【就職活動】就活にAIを使ってよいのか?実態とアドバイス
「就活にAIを使っても大丈夫ですか?」
「具体的にどんな場面でAIが使われているのでしょうか?」
昨年からこういった質問が増えています。
AIは急速に普及してきており、それは就活市場にも押し寄せているため、実際に使用される機会が増えています。学生だけではなく、それ以上に採用選考を行う企業側でも通常業務や選考業務にAIが活用されることが多くなっています。
AIは活用するメリットが多い反面、注意すべき点も多く、正しい使い方を押さえておくことが必要です。本記事では、現状の就活におけるAI活用状況の実態と使用における注意点をアドバイスしていきます。
昨年度の就活における生成AI使用状況の実態とは?
就職活動における、学生の生成AI使用状況に関しては、就活サイト運営各社やIT系企業等の注目を集めています。2024年度の就活生(2025年卒)については、数社が集計を行い、その結果を公表していますが、本記事では、就職みらい研究所(リクルート)の「就活白書2025」に掲載の情報を紹介していきたいと思います。
■就職活動における生成AIの使用率は34.5%と前年から20ポイント増加
2025年卒の就活生で、生成AIを使用した学生の割合は34.5%で、前年に比べて、20ポイントと大幅に増加しました。反対に使用しなかった学生は65.5%となりますが、単純に伸び率から考えますと、2026年卒については過半を超える可能性が高いのではないかとも思われます。
大学の研究やレポート作成において、個別の教員が生成AI使用を禁則事項としていたり、企業によっては生成AI使用を抑制指示したりするケースは未だあると思います。昨年度において未使用の学生は、これらに沿ったものかもしれません。
しかし業務などでAI活用が当たり前になりつつある昨今、絶対に使用してはいけないという風潮は薄れ、「重要なのは使い方」であるという意見が多くなっていると思われます。
■生成AIの使用は提出書類に関連する項目が多い
生成AIを利用する場面としては、「自己PRの作成」55.1%(同+6.8ポイント)、「エントリーシートなどの作成」46.5.%(同+4.8ポイント)、「エントリーシートなどの添削」46.0%(同+1.4ポイント)と、提出書類に関連する項目が高くなっています。
「自己分析」43.2%(同+13.0ポイント)および「志望動機の作成」43.4%(同+6.9ポイント)は前年からの増加幅が大きく、さまざまな場面で生成AIが使用されるようになったことが見て取れる結果となっています。
■就活における生成AIの使用に関する状況や考えは?
「就職白書2025」では、就活において生成AIを使用した学生に対して、どのような状況で使用したのか?どう使用したのか?その考えを集計した結果を掲載しています。
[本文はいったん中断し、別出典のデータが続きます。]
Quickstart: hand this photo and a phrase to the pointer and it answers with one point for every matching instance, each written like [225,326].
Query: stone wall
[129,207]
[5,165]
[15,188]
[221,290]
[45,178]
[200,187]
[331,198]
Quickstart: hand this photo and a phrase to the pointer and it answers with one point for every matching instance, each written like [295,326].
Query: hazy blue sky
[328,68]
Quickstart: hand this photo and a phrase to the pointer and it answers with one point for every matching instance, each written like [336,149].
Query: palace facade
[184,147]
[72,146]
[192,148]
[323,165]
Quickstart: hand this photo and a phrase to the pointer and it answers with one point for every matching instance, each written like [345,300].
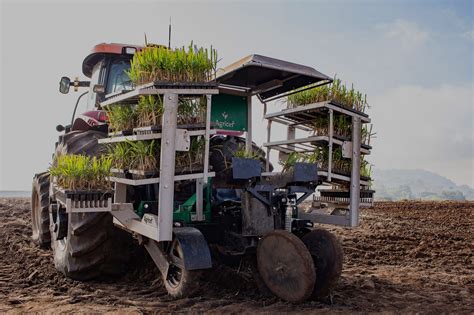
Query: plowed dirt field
[404,257]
生成AIの使用に関する考えとして「生成AIから得た回答をそのままエントリーシート等に使用した」について「当てはまる・計」は39.7%(同+8.6ポイント)、「生成AIを使用して、エントリーシート等の内容を本来の自分以上に良く見せても良いと思う」の「当てはまる・計」は59.2%(同+7.6ポイント)と前年から増加しています。
就活に生成AIを使用することにためらう必要はないが、リテラシーを高めることは重要
生成AIを就活に活用することには多くのメリットがあります。めざましく普及しており、精度も上がっていますから、使用することにためらう必要はありませんが、正しい使い方を実践していくことが重要です。
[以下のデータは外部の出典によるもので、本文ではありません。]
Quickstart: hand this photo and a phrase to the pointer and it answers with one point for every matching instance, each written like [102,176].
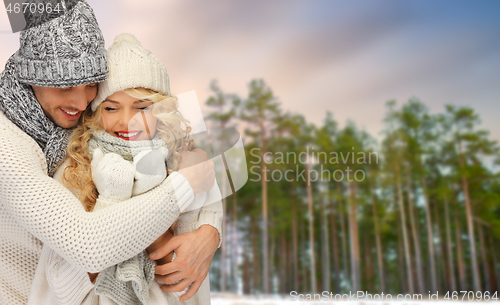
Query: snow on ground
[231,299]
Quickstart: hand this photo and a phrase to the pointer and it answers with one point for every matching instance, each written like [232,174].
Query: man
[44,88]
例えば、ES(エントリーシート)に、AIで生成した文章をそのままコピーして使用した場合に、学生の実際の姿や考えと乖離が生じてしまい、面接などで質問を受けた際の回答と整合しなくなる可能性があります。またESを見慣れている人事や採用担当者は、「借り物の文章」や「AI生成したような文章」は、読んだだけでピンとくるものです。そのまま使用した際には、デメリットが生じる可能性が高くなります。
ES作成におけるAI活用でも、「いくつかの文例を生成して参考とする」、「書いた文章を推敲して誤字・脱字チェックや添削をする」という使い方であれば、まったく問題はないと思います。文章のブラッシュアップや、業界研究、自己分析の補助ツールとしては、積極的に活用していけばよいのではないかと思います。
使用上の注意点や、使用した結果について十分意識した使用が求められています。
どう使う?学生が就活で生成AIを利用する際の5つの活用例
生成AIの特長は、「対話型ツール」であり、AI自身も学習していくということです。日頃から本格的に活用するというよりも、気軽な気持ちでAIと会話してみることから始めるのも一つの手です。たとえば、友人や知人と会話する感覚で、自分の興味ある企業や業界について「どう思いますか」とたずねてみてください。すると、AIが何かしらの見解を回答してくれるはずです。
就活に関する不安を吐き出してみることや、「私が就活を頑張れるよう励ましてください」などとお願いするのも良いでしょう。AIと対話をすることで親近感が湧き、抵抗感も徐々になくなると思います。まずは、補助的なツールとして気軽に活用していきましょう。
【1】自己分析で活用
設問に繰り返し答えることで自己分析をおこなう。
時間や場所に関係なく質問に答えてくれるAIで気軽にアドバイスを得ることができます。
【2】企業研究
企業研究や業界研究で、必要な最新情報を短時間で効率よく入手することができます。AIに具体的な質問を繰り返すことで、複数のサイトからの情報をまとめて提示してくれます。
但し、情報が古い場合もあるため、必ず自分で企業ホームページを再確認して、最新情報を得ることが必要です。
【3】ES作成
下書きの文章や文章例をAIで生成することができます。
志望動機や自己PRはESで必ずといって良いほど聞かれる項目ですが、最初のうちは、自分の言葉で説明するのは難しいものです。「どんな構成で伝えると良いのかわからない」「指定文字数内にまとめるのが難しい」と行き詰まっているときにAIが役立ちます。
但し、AIで作成したものは参考例として、本番用の文章は、必ず自分の言葉や考えに合わせて修正していくことが必要です。
文体の変更や文字数を揃えるなど、校正・推敲・添削には非常に便利です。
【4】敬語変換
口語から正しい敬語に変換
AIには、口語を敬語に変換する機能があります。ESや就活メールを作成する際に、正しい敬語が使えているのかをチェックするのに役立ちます。
「言い回し」が適切か確認したいときなどにも有効です。
【5】面接練習
AIとの対話を通して効果的な面接練習を実施
対話形式のAIで、志望する企業や職種について細かく指示を与えることで、本番の面接に近い練習ができます。
まとめ
生成AIの使用を禁止している企業を除けば、ESなどの提出書類や面接でより重要なのは、自分の言葉で語ることです。
たとえ生成AIを使っていなくても、人の受け売りのような文言であれば、評価は大きく下がります。生成AIの使用の有無にかかわらず、自分ならではの文章や受け答えになるように準備をしてください。生成AIはその補助として、注意点を知ったうえで活用をしていきましょう。